More than repairs, he teaches how to repair, and more fundamentally, that repair is possible.



He’s especially interested in the technique yobitsugi. Yobitsugi is about bringing different parts together. From several pieces of debris, you can make one beautiful bowl. Or symbolically, by taking broken pieces from countries in conflict with one another, you can use them to make one vessel. Adding gold to that, an image of hope and light around the world throughout history, makes the message all that more powerful.



Before our “Aroma of Beauty” conference, Nakamura-san led a workshop with about twenty of us. It was amazing! He began by going around the room and asking everyone’s story behind their broken vessels, and why they were fixing them. One couple was to be married the following weekend, and so this mug was a symbol of their union together. A man shared about his son whose marriage had fallen apart. Another man shared about a severe depression he had the previous year and needed to know that beautiful things could come out of his brokenness.
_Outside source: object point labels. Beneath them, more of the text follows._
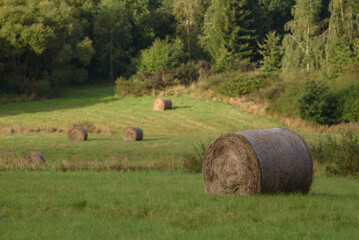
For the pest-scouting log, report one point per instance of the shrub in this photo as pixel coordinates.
(144, 82)
(242, 85)
(317, 105)
(162, 55)
(193, 162)
(341, 157)
(129, 87)
(348, 103)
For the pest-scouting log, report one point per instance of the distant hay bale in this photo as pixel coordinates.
(132, 134)
(162, 104)
(34, 157)
(77, 134)
(258, 161)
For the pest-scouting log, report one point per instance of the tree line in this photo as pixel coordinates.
(46, 45)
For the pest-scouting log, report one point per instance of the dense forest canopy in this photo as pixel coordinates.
(46, 45)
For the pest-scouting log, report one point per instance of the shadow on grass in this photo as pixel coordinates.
(70, 99)
(179, 107)
(153, 139)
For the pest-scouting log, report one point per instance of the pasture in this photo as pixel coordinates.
(108, 188)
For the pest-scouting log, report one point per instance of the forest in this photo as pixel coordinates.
(301, 56)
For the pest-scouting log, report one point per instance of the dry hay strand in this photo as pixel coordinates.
(132, 134)
(162, 104)
(34, 157)
(258, 161)
(77, 134)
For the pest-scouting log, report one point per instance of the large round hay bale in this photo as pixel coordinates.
(258, 161)
(132, 134)
(77, 134)
(34, 157)
(162, 104)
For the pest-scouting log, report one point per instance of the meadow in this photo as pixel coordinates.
(108, 188)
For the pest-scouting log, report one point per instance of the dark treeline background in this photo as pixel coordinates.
(47, 45)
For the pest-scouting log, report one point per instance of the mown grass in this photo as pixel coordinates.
(168, 205)
(168, 136)
(121, 203)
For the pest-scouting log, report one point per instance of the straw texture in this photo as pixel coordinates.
(258, 161)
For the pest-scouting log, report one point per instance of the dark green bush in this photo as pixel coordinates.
(242, 85)
(143, 83)
(317, 104)
(348, 103)
(129, 87)
(162, 55)
(340, 156)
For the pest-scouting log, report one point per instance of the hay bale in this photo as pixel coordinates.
(132, 134)
(162, 104)
(258, 161)
(77, 134)
(34, 157)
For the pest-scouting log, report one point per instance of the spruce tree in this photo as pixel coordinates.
(272, 52)
(343, 35)
(228, 34)
(305, 41)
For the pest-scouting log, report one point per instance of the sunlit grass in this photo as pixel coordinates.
(168, 205)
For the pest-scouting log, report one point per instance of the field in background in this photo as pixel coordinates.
(168, 136)
(118, 202)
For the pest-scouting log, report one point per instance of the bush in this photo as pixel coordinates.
(162, 55)
(348, 103)
(143, 83)
(317, 105)
(242, 85)
(341, 157)
(130, 87)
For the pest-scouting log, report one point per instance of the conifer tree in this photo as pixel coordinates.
(227, 34)
(190, 15)
(272, 52)
(343, 35)
(304, 44)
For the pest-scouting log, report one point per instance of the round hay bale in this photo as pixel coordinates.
(258, 161)
(132, 134)
(162, 104)
(34, 157)
(77, 134)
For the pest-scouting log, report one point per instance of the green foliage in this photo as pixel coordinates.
(272, 16)
(39, 36)
(193, 162)
(112, 31)
(242, 85)
(340, 156)
(190, 16)
(162, 55)
(317, 104)
(304, 44)
(130, 87)
(228, 33)
(272, 52)
(143, 83)
(85, 51)
(342, 36)
(348, 103)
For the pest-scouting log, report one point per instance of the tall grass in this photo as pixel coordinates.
(168, 205)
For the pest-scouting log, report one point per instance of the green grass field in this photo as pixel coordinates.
(167, 135)
(167, 205)
(107, 188)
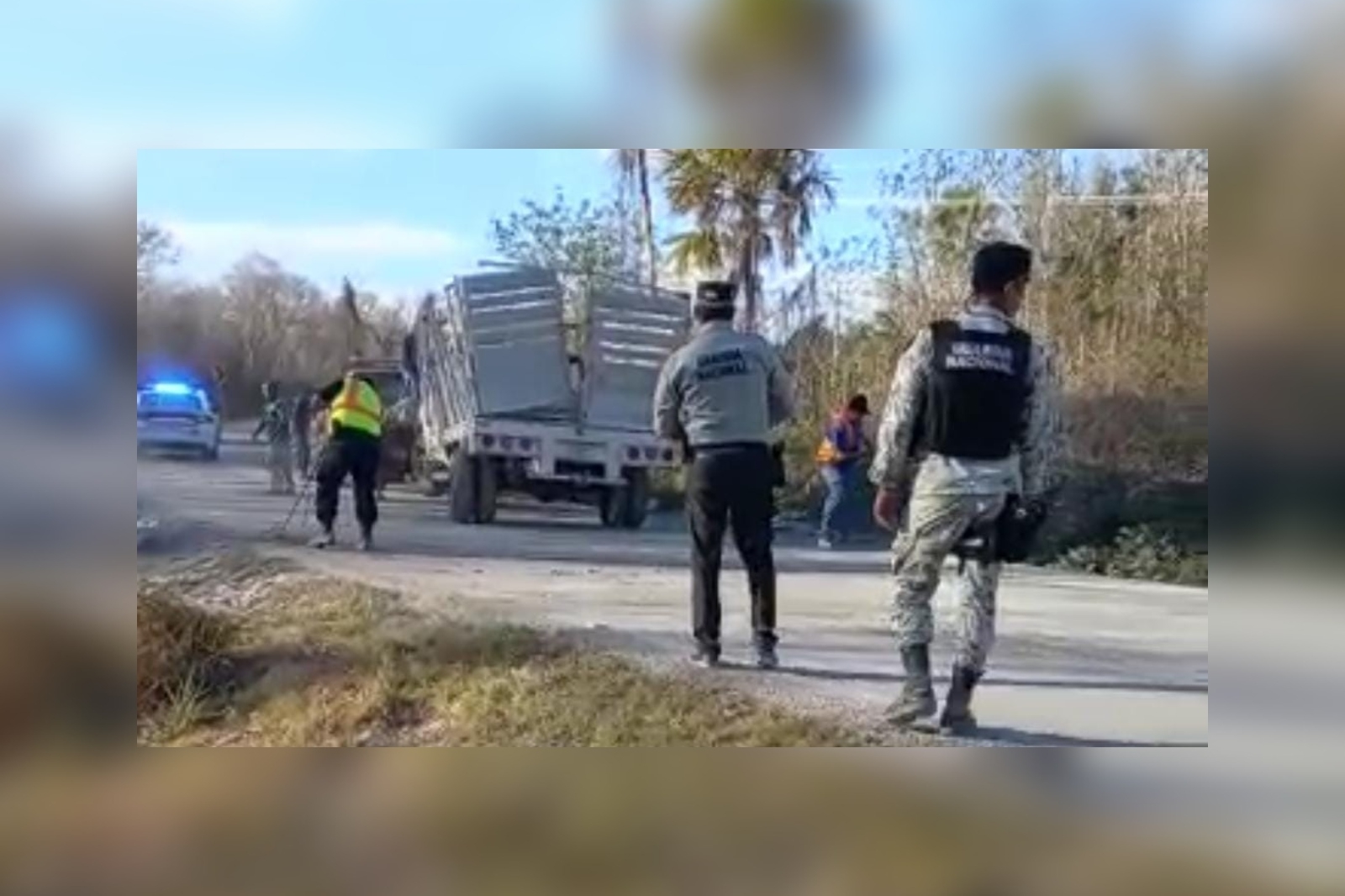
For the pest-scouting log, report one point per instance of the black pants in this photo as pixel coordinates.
(731, 485)
(354, 456)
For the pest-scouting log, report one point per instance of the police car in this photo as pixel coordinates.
(177, 416)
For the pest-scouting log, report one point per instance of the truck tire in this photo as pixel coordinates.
(636, 505)
(472, 492)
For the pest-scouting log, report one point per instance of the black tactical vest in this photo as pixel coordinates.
(975, 400)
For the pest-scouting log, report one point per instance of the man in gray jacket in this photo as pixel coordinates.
(721, 394)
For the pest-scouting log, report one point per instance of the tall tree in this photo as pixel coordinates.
(354, 320)
(634, 166)
(750, 206)
(155, 248)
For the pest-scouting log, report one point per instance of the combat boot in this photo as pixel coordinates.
(916, 700)
(957, 709)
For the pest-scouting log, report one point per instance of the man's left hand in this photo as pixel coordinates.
(887, 508)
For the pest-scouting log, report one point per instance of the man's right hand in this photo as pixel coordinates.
(887, 509)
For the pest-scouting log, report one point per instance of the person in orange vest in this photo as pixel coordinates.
(838, 461)
(354, 445)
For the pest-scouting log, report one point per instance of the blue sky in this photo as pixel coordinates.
(397, 221)
(98, 80)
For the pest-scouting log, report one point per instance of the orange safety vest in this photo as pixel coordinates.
(827, 451)
(358, 408)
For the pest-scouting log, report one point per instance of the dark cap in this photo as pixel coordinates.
(716, 293)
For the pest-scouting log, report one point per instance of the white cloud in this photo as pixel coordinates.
(367, 240)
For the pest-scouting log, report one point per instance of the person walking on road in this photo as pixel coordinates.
(275, 427)
(838, 461)
(973, 412)
(720, 396)
(356, 430)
It did not feel like we were in a pottery fixing class but like some therapy session.



I worked on a twice-broken plate our church, Grace City Church Tokyo, uses for communion. The first time it broke a couple of years ago, I repaired it with gold in a kintsugi workshop. The second time it broke, when my son knocked it down from a drying rack in our kitchen, the previously repaired crack was safe and untouched. It never occurred to me that the crack not only made the plate more valuable and beautiful, but stronger as well! The cracks, the most beautiful part of the plate, were now also the strongest parts! There’s so much deep wisdom in that!


When I repaired it this time, I used silver so I could capture the timeline of the two breakings, and I also used the art of yobitsugi, including a small piece of sheet music from a broken porcelain figure.



Nakamura-san walked around the room talking to each person and hearing more of their story. And he kept saying over and over again, “Slowly! Go more slowly!” It was not about fixing an object, he reminded us. Rather, it was about giving yourself time to internalize what you were doing.


God remakes this world to not only be more beautiful than it was before but stronger through it. He reconnects our isolated parts across all perceived barriers, gives wisdom and strength from trauma, and shows a new creation full of beauty and hope as we journey through and beyond this pandemic. And the art of kintsugi is helping point the way.